Let us not beat around the bush. Anti-Muslim acts and sentiment have no place in the Christian life.
For that matter, neither does anti-semitism, racism, ethnocentrism, and nationalist exceptionalism. It is, however, anti-Muslim viewpoints that most often creep into Facebook posts, tweets, conversations, and even legislation without challenge.
The Church’s teaching on Islam is clear. Saint John Paul II expressed the teaching of Vatican II when he said: “We believe in the same God, the one God, the living God, the God who created the world and brings his creatures to their perfection…” This does not mean that Islam is equal to the Catholic faith. The fullness of the faith is contained within the Catholic Church and her evangelical mission extends to all. It does mean, however, that we must reject claims that Muslims worship a different god. In fact, the very notion is illogical within the Christian understanding of who is God.
The Gospel is also clear about the dignity of all human persons. It calls us to a new way of life, one that rejects separation and respects the inherent human dignity that exists in all persons by virtue of being a child of God. That dignity is not dependent upon a person’s religion. Muslims, like Christians, have the same inherent rights to life, basic needs, family, education, work, peace, migration, and practice of religion. Indeed, the Church teaches that any discrimination against people or any harassment of them on the basis of … religion is foreign to the mind of Christ.

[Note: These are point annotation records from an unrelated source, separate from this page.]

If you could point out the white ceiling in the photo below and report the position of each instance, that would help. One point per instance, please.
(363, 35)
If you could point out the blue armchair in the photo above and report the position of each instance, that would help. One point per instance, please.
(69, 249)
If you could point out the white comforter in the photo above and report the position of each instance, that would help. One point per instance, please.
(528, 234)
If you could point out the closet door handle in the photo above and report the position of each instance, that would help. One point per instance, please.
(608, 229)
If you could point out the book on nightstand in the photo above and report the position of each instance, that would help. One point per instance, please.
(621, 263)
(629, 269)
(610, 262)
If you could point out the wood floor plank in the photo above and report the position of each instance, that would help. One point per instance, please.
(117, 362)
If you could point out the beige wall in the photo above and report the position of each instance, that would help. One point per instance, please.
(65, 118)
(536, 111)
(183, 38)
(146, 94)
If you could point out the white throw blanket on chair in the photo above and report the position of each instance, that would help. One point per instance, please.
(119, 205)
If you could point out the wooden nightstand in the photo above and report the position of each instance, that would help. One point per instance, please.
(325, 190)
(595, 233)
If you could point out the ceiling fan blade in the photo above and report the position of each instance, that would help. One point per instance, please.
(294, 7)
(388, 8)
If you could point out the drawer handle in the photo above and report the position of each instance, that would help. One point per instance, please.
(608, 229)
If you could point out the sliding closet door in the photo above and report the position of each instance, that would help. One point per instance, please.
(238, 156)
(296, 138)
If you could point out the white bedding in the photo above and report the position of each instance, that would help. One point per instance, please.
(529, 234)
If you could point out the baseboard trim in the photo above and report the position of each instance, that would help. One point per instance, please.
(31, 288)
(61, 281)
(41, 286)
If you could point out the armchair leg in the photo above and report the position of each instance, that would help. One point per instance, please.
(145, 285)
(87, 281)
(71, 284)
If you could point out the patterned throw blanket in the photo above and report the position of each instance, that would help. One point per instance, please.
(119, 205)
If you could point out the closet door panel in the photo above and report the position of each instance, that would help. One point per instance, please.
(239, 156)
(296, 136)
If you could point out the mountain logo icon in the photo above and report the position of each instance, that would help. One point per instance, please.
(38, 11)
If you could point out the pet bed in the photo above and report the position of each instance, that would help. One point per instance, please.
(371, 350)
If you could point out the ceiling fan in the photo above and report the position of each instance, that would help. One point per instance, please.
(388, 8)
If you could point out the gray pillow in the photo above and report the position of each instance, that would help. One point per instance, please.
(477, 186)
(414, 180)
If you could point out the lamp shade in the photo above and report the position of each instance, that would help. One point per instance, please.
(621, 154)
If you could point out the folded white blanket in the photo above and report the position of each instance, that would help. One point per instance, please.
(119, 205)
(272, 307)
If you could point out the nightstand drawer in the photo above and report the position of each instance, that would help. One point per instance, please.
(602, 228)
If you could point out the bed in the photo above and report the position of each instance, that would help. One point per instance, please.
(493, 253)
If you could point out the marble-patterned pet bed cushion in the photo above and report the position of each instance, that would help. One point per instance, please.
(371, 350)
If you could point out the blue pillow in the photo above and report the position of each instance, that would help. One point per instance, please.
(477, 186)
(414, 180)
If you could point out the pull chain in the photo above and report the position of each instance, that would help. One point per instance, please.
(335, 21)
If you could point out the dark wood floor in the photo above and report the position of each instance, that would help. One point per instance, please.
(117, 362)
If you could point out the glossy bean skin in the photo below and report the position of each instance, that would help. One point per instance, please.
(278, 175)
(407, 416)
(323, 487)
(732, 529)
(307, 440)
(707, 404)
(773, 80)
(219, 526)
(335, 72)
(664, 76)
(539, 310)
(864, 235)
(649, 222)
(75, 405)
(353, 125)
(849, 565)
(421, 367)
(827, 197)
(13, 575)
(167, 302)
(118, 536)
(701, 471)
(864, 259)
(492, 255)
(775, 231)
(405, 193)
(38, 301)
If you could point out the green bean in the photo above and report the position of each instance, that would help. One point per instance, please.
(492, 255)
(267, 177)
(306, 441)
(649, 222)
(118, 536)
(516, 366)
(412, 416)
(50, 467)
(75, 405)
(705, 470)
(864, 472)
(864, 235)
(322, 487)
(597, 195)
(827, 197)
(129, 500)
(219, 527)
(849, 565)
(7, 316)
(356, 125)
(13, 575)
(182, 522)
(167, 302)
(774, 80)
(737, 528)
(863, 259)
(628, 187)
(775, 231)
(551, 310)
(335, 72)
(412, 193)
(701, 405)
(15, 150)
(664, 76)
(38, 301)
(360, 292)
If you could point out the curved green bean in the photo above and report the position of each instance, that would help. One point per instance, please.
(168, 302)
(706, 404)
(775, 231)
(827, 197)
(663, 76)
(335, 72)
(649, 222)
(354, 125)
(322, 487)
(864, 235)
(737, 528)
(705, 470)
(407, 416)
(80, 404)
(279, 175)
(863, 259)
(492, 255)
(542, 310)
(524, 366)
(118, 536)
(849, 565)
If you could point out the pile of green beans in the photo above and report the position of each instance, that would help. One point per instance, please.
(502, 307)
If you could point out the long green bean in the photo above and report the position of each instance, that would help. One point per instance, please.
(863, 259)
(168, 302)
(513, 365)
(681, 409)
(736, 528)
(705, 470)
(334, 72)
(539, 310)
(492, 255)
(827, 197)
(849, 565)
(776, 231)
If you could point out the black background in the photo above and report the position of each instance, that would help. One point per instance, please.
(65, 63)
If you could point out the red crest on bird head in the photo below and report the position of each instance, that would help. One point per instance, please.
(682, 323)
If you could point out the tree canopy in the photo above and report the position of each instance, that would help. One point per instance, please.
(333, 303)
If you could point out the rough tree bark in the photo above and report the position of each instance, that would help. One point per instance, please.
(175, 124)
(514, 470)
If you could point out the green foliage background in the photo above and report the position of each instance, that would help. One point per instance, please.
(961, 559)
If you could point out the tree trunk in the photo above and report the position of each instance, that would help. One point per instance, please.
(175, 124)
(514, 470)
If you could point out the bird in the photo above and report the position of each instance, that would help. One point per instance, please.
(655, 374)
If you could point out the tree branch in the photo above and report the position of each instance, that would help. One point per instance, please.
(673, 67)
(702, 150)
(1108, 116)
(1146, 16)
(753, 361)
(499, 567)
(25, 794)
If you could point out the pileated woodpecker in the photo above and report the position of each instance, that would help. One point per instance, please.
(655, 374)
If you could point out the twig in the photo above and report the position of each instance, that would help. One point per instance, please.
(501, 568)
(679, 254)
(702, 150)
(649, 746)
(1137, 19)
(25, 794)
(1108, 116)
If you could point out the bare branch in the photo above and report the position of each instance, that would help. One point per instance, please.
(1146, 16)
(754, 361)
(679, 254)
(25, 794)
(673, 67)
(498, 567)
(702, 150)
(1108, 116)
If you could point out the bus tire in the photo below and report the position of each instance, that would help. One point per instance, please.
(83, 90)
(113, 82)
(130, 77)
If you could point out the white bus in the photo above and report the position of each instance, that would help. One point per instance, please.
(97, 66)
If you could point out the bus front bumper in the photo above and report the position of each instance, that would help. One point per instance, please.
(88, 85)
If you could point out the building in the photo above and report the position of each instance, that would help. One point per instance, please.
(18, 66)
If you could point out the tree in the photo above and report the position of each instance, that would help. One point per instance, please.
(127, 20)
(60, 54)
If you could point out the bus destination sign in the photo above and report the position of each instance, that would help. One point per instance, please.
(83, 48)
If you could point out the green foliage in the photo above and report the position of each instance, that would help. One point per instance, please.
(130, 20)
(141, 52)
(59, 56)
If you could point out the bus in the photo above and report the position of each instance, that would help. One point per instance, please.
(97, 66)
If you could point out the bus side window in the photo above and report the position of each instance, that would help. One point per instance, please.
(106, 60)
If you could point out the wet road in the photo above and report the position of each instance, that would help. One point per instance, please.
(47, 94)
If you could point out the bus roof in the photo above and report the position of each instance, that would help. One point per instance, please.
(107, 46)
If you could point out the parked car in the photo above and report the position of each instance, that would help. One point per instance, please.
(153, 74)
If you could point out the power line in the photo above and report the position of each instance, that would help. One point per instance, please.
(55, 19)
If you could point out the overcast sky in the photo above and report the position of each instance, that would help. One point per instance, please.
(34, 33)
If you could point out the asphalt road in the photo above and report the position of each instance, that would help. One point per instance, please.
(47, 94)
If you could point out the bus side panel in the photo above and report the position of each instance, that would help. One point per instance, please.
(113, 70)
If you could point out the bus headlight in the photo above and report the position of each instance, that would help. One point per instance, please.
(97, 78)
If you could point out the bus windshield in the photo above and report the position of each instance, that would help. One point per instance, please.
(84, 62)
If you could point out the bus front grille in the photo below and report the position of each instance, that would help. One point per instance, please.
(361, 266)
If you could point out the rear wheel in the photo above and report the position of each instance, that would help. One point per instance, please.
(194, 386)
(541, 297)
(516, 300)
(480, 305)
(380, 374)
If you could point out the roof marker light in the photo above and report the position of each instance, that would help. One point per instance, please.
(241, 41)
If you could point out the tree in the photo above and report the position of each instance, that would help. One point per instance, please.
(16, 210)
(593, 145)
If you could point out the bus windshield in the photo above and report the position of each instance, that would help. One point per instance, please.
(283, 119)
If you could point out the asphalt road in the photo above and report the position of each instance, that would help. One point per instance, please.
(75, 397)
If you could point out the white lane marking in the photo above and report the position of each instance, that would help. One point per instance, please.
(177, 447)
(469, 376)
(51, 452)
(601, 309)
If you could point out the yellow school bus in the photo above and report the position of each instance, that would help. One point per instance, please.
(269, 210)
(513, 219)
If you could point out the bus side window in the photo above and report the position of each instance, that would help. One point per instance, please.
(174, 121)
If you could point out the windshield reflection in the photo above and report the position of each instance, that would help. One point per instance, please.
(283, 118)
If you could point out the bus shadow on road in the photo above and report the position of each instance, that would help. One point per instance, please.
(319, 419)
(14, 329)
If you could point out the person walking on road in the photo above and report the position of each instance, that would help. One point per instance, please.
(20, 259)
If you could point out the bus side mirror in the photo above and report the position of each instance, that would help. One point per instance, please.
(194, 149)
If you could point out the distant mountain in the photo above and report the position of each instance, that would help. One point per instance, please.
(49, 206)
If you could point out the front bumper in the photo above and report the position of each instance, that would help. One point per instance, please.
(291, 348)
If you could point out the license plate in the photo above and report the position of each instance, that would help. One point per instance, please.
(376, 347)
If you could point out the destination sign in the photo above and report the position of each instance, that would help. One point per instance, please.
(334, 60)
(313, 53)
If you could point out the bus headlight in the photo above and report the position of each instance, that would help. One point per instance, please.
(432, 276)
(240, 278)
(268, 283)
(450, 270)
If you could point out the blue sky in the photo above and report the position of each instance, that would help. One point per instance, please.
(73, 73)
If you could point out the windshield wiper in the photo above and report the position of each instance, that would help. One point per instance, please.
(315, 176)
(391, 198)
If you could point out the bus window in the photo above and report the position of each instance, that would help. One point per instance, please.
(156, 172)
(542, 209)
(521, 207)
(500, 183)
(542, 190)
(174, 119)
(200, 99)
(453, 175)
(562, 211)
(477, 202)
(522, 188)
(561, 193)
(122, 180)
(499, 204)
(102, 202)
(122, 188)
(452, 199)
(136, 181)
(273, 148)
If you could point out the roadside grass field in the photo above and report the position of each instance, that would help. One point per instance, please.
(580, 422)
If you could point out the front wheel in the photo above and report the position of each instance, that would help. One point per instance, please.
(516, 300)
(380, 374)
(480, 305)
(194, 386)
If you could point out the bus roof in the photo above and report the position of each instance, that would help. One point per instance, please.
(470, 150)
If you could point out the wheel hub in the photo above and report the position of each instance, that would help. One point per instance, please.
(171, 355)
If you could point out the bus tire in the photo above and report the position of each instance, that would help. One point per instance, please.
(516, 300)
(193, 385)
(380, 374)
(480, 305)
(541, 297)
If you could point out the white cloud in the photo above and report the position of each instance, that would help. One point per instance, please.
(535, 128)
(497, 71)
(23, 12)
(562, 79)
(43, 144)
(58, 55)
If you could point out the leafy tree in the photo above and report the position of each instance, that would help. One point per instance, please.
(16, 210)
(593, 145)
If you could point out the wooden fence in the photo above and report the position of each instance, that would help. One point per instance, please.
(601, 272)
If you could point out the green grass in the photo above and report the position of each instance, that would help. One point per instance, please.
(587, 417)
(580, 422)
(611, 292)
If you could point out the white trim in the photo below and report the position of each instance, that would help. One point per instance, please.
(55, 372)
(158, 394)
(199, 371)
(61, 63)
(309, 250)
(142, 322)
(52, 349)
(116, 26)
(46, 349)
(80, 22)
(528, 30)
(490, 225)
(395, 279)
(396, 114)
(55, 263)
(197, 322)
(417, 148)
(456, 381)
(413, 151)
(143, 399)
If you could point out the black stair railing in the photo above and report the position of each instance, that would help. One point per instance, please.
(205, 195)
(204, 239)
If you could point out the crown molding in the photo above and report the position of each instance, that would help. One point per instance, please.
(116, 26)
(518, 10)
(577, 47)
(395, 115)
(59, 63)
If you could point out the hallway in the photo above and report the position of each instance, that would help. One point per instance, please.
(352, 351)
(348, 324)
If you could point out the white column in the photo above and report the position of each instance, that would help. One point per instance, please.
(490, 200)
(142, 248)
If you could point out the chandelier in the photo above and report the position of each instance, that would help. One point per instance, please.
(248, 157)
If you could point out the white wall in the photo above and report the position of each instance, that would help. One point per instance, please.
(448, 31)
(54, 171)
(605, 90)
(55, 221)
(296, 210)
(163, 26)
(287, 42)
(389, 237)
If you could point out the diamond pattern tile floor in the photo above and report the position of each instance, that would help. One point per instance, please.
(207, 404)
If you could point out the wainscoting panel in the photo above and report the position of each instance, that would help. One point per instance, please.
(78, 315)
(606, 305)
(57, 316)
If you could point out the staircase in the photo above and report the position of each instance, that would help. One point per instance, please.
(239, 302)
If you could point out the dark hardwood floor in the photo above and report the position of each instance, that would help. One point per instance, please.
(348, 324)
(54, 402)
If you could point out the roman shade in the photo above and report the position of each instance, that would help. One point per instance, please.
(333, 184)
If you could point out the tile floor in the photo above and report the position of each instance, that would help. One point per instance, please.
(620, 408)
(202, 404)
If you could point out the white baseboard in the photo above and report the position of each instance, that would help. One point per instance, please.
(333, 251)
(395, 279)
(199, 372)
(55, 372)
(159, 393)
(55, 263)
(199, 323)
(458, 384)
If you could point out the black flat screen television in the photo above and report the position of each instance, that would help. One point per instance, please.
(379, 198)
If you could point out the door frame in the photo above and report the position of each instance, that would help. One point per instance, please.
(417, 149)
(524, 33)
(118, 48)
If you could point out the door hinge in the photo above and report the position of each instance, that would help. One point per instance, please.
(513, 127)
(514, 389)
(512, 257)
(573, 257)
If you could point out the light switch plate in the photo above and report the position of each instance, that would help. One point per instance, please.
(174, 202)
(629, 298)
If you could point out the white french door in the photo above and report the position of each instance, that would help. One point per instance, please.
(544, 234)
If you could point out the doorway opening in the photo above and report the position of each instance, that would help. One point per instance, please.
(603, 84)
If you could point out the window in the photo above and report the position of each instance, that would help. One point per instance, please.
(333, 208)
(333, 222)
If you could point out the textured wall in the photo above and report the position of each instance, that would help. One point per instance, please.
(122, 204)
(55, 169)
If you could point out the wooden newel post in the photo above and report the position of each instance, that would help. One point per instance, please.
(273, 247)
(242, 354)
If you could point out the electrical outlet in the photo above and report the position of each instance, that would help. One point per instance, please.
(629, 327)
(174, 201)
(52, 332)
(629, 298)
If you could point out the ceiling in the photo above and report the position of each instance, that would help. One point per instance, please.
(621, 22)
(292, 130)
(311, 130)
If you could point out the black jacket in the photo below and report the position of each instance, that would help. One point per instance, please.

Catholic Christians either know this or should know it intuitively. We would like to think that no Christian would publicly defend racist ideologies or acts. Why, then, do we tolerate or justify discrimination toward Muslims?
Some communities have worked to prevent the building of mosques. People have protested when Muslim students are given space for daily prayers. We have seen calls to ban Muslims from immigrating to the United States. Even some North Dakotans have supported banning recognition of all “religious laws” as part of an effort to prevent Islamic practices, despite the fact that such legislation is unneeded and a “slap in the face” of our constitutional principles. People take to Facebook to scorn the practice of head covering but are, for good reason, upset when schools ban the carrying of rosaries. Why the double standard?
The history of relations between Christian and Muslim nations is complicated and marked by hostilities and conflicts. It contributes to a sense of distrust. In our own time, we have seen terrorist attacks by the so-called Islamic State, Al-Qaeda, Taliban, and “lone wolves” claiming to act in the name of Islam.
Meanwhile, immigration by choice and forced migration from war and persecution have brought Muslims from different countries and backgrounds to the United States. Some people see some of the cultural practices common in Muslim majority countries as strange and even incompatible with American life. Finally, we cannot discount that too many people believe the false stories about Islam, Muslims, and Sharia law that circulate on the internet.
Christians, however, must never discriminate against a people. “Avoid giving offense, whether to Jews or Greeks or the church of God,” said Saint Paul. Today, we could substitute “Muslims” for “Greeks.”
The first Christians were Jewish and were raised and immersed in a world of not only Jewish laws and rituals, but also a social and political culture infused with a sense of separateness from, if not distrust of, the non-Jewish (Greek or Gentile) world. The Holy Spirit, however, revealed to them that Christ came for all, the Jew and the Greek. Acceptance of the old law by Gentiles was not necessary for salvation.
Theology, however, is one thing. Practice and culture is another. Jews and Gentiles usually did not eat meals with each other. When Peter was in Antioch, he ate with the Gentiles, respecting the equality of all revealed by Christ. When Jewish Christians arrived, however, he retreated to his old ways. One by one, other Christians followed. Even Barnabas who, with Paul, primarily preached to the Gentiles, joined Peter in the act of separation.
Some scholars, including Pope Benedict XVI, think that Peter was driven by a desire not to offend the Jewish Christians. From Paul’s perspective, Peter “drew back” and “separated himself, because he was afraid of the circumcised.” Whether it was because of fear, retreat to habit, or political compromise to the Jewish Christians, what Peter did was seen by Paul as inconsistent with what had been revealed to them by the Holy Spirit and an act of hypocrisy. Paul publicly called him on it.
The question before us is whether we will, like Peter and Barnabas, slip into ways of tribalism or will we, like Paul, remind our brothers and sisters of the new, better, and true way of Christ?